Seven from her building were interned. We know that the original owner of my aunt’s flat was not — she’d managed to emigrate before the progroms. In fact, I believe she came back some time in the 70s to show her son (?) where she’d been born and was grateful, my aunt says, the old flat hadn’t been sold to a German! There are more plaques along the street. Some doors have five, some have three; some are shiny from constant footfalls, others are tarnished from neglect.

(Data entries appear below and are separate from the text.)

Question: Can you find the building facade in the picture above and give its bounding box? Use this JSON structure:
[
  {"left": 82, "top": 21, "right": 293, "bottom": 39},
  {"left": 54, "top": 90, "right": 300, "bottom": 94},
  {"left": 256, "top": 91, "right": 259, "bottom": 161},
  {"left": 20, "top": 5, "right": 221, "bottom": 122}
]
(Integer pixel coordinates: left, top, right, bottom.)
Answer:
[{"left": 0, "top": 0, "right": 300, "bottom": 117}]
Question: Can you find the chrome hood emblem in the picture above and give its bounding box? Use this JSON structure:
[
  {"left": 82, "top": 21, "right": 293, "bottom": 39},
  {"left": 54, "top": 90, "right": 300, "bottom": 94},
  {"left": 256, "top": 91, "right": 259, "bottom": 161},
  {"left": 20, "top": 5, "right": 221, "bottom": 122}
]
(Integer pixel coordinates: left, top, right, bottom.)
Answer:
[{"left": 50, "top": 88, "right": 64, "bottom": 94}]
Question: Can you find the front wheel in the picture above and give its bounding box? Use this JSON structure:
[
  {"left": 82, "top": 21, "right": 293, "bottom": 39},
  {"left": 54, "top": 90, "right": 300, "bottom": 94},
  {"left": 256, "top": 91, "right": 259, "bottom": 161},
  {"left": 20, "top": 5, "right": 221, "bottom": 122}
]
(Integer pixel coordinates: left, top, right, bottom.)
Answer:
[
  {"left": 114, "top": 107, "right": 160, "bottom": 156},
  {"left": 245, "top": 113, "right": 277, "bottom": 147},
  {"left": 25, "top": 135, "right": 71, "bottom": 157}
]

Later that day, we went to Cafe Haberland in Bayerischer Platz and I was moved to see a multimedia exhibit about the neighborhood. Monitors looped short black and white videos, a projected slideshow of famous inhabitants lit up a wall, a colorful map allowed sunlight in through the window like stained glass and each table had lots of reading material.
The neighborhood used to be known as Wilmersdorf. One of my all time favorite Hollywood directors, Billy Wilder, I learned, had also lived down the street, as had many German luminaries. What a shame.